Moving further down the list of ‘no’s’, logic suggests the Democrats’ best candidates for switching are those members in races that are at least tipping in the member’s favor, and where Obama either won, or lost by a reasonably small margin. Six members fit this profile: Herseth-Sandlin, Kissell, Adler, Arcuri, McMahon and Carney. Herseth-Sandlin is rated as ‘likely’ to win her (Alabama) district, but at least part of this is because she voted against HR3962. And, neither the President nor the party can help her a great deal; the President lost her district by 8 points in 2008. The remaining five are in more competitive races (‘leans’) and the President’s 2008 margin was less than 10 percent in all of these districts (he lost two of these districts). Only Arcuri and Carney voted yes on HR3962; arguably the status of the other members’ races owes something to their no votes on ‘3962; i.e., if they switch to yes, they very likely jeopardize their chances for re-election. The balance of the ‘no’ list is made up of members in tight races where the President has limited popularity, and/or where McCain won outright. The potential exception to these pressures is Berry, who is retiring, but who has been increasingly critical of the party since announcing his retirement.

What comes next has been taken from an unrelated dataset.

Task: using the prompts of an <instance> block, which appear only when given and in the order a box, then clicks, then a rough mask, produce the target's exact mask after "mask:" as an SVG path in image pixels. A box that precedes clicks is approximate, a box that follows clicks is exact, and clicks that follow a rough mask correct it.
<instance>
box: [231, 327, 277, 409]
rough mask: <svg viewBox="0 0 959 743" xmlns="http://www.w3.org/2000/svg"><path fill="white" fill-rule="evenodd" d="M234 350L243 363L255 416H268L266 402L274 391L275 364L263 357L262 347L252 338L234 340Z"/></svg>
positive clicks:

On net, our best estimate is that Gutierrez folds to Democratic pressure and votes yes, as do one or more of Arcuri, McMahon, or Boucher. Adding our two estimates – 6 or more un-decideds vote no, and 1 to 4 no’s switch – we conservatively expect 2 additional no votes, taking the current number of 36 no’s to 38 — the minimum required for the bill to fail. Note that our summation takes our low estimate of new ‘no’ votes and our high estimate of no-to-yes switches. And, note that we do not credit members as being part of the Stupak ‘bloc’ unless they have voted consistently with the bloc for at least a decade. We know that this leaves out some members that are pro-life, and who may be more likely to either become or remain ‘no’ votes than we have concluded. Thus all in, we believe our estimate that the measure fails – though we net to a margin of a single vote – errs on the side of being conservative.

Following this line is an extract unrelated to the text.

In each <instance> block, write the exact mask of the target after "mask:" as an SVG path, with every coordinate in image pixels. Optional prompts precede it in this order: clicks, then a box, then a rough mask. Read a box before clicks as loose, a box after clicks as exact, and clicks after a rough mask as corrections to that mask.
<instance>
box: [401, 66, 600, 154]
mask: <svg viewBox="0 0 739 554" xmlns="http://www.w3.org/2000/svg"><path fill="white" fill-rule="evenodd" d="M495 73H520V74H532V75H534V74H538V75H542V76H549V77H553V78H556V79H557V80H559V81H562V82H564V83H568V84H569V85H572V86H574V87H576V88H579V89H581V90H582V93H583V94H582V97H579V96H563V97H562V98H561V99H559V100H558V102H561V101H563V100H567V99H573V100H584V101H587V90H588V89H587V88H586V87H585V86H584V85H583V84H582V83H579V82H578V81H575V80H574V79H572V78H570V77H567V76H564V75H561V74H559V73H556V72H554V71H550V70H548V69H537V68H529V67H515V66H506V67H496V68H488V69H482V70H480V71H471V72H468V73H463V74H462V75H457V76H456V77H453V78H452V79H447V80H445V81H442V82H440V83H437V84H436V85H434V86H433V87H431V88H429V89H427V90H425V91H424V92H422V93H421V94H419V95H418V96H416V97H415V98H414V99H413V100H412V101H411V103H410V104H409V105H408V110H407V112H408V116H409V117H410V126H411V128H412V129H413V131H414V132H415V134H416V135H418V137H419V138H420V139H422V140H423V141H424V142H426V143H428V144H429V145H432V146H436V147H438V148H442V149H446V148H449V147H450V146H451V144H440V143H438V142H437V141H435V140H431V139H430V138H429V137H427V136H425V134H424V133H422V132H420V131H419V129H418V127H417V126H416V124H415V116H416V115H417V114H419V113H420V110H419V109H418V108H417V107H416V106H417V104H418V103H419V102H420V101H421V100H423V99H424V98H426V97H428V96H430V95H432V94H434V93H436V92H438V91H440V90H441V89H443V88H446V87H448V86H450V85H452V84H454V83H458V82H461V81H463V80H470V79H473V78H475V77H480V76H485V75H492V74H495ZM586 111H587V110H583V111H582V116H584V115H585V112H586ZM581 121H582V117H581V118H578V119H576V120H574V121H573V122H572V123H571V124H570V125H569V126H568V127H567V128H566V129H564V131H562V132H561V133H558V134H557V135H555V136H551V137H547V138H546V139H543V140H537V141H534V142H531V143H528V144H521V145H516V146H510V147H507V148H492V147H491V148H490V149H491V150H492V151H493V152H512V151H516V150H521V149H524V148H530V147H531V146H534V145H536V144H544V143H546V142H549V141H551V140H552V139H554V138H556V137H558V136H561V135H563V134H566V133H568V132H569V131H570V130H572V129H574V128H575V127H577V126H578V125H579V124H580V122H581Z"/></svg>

  1. We’re only focused on Democratic ‘no’s’ here – we’re assuming there are no Republicans who will support the bill
  2. We prioritize race scores in election years, and particularly in election years after filing deadlines have passed – as those making the scores have the benefit of knowing who the challenger is, and how both the challenger and the incumbent are fairing. In non-election years, we tend to place greater weight on prior years’ election results.

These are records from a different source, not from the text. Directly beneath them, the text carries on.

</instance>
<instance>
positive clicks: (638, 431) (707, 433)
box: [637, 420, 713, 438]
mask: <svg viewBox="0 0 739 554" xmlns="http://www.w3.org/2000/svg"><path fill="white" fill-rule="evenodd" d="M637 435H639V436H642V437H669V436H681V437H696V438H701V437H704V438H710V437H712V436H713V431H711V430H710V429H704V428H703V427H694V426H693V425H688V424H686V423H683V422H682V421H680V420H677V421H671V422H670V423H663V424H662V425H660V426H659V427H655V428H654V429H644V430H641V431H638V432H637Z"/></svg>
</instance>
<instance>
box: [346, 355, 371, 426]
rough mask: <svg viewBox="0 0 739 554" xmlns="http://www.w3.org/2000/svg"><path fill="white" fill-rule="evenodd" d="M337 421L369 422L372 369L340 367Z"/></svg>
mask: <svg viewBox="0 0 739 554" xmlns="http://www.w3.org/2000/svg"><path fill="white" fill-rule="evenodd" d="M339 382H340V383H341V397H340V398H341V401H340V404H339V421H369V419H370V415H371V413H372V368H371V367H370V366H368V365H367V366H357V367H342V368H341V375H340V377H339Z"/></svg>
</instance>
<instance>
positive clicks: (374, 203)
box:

  3. Where the Cook and CQ scores differ, we use the lower (greater risk of loss) score. We do this because the immediate trend has been for the scores to fall rather than rise, and the two services update at different times.
  4. We recognize the tactical support that will be given to these members in exchange for voting yes – which includes considerable campaign funding and support from the party, as well as the personal support of the President – though we stress this has to be viewed against the backdrop of electoral results in Va, NJ, and Mass.. More to the point, neither the party nor the President are that popular in the districts in question.
  5. Our definition of the Stupak bloc requires the member to have been in Congress for at least a decade – there are members who likely carry equally strong pro-life convictions that we don’t capture as members of the bloc.